Having won the second prize in the 1955 Mobil Quest she used the money to travel to London where she was engaged to sing Carmen and Dorabella in Cosi fan tutte for the Grand Opera Society of Dublin. In England she auditioned unsuccessfully for the Royal Opera but joined the Carl Rosa Opera Company in what proved to be the final years of its chequered history. With the Carl Rosa she toured England and Scotland singing Maddalena in Rigoletto, Rosina in The Barber of Seville, Nicklause in Tales of Hoffmann and, a considerable rarity for any company at the time let alone the declining Carl Rosa, Ascanio in Berlioz's Benvenuto Cellini.
The Carl Rosa company disbanded in 1958 but Elkins had attracted considerable attention by then. The Manchester Guardian had described her instrument, in the Berlioz opera, as "a fine, big voice which is yet cuttingly exact on intonation and wonderfully flexible in all but the very top register," and that "her singing of the difficult entr'acte aria in Act III was something to remember long after the performance." Elkins sang with Joan Sutherland in a number of the London Handel Opera Society stagings and was accepted into the Royal Opera Company at Covent Garden, where her friend and now colleague, Sutherland was also a member. At the Royal Opera Elkins's first roles were in the Ring Cycles (in which she and Sutherland sang Rhine maidens), Ulrica in Un Ballo in Maschera, the Priestess in Aida and Alisa in the production of Lucia di Lammermoor in which Sutherland was launched into super stardom.
Further roles at the Royal Opera brought wider attention including Octavian in Der Rosenkavalier, Amneris in Aida, Hippolyta in Britten's A Midsummer Night's Dream and Marina in Boris Godounov and Helen of Troy in Michael Tippett's King Priam which she created in 1962. She had made a special study of the role of Octavian, travelling to Vienna where she was coached by Alfred Jerger, the famous baritone who had been a favorite of Richard Strauss's and who had created Mandryka in Arabella.

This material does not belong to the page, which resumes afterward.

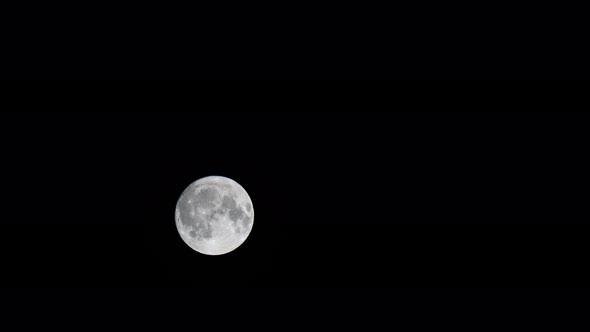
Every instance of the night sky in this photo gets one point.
(359, 198)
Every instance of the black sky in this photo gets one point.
(426, 194)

At this time she also received further training in London from Margaretta Kraus (Kiri Te Kanawa's teacher) and Vera Roza and in Italy with Ettore Campogalliani, the teacher of Renata Tebaldi, Luciano Pavarotti and Mirella Freni.
Elkins made her American debut in 1965 alongside Sutherland in Handel's Alcina in which she was singled out by the New York Herald Tribune as "easily the most secure stylist of the evening". During 1964 and 1965, with Bonynge's encouragement, Elkins extended her range to encompass soprano and in 1965 was one of the featured artists in the Sutherland-Williamson opera seasons returning with Sutherland to their native Australia. In Australia she undertook soprano roles such as Tatyana in Eugene Onegin.
Elkins returned to Australia in 1976 and continued to sing with the Australian Opera and was an active recitalist with the Australian Broadcasting Corporation and, re-settling in Brisbane, lectured and taught the Queensland Conservatorium of Music. Her engagements continued to be varied and - in one where she sang the alto solo in Mahler's Song of the Earth at every performance of The Australian Ballet's staging of Kenneth MacMillan's choreographed version - extraordinary . An honorary life member of Opera Queensland Elkins made her final operatic appearance with them in 2002, aged 71, in Cavalleria Rusticana.
Elkins was lucky on records and her friendship with Sutherland and Richard Bonynge resulted in her selection for a number of Sutherland's recording which, despite the vagaries of the recording industry, have remained in print. She also sings Alisa to Maria Callas's Lucia in EMI's second recording of the opera featuring Callas. As a soprano Elkins is featured in the title role of Williams Shield's ballad opera Rosina (currently available on ABC Classics Australian Heritage 461 922-2).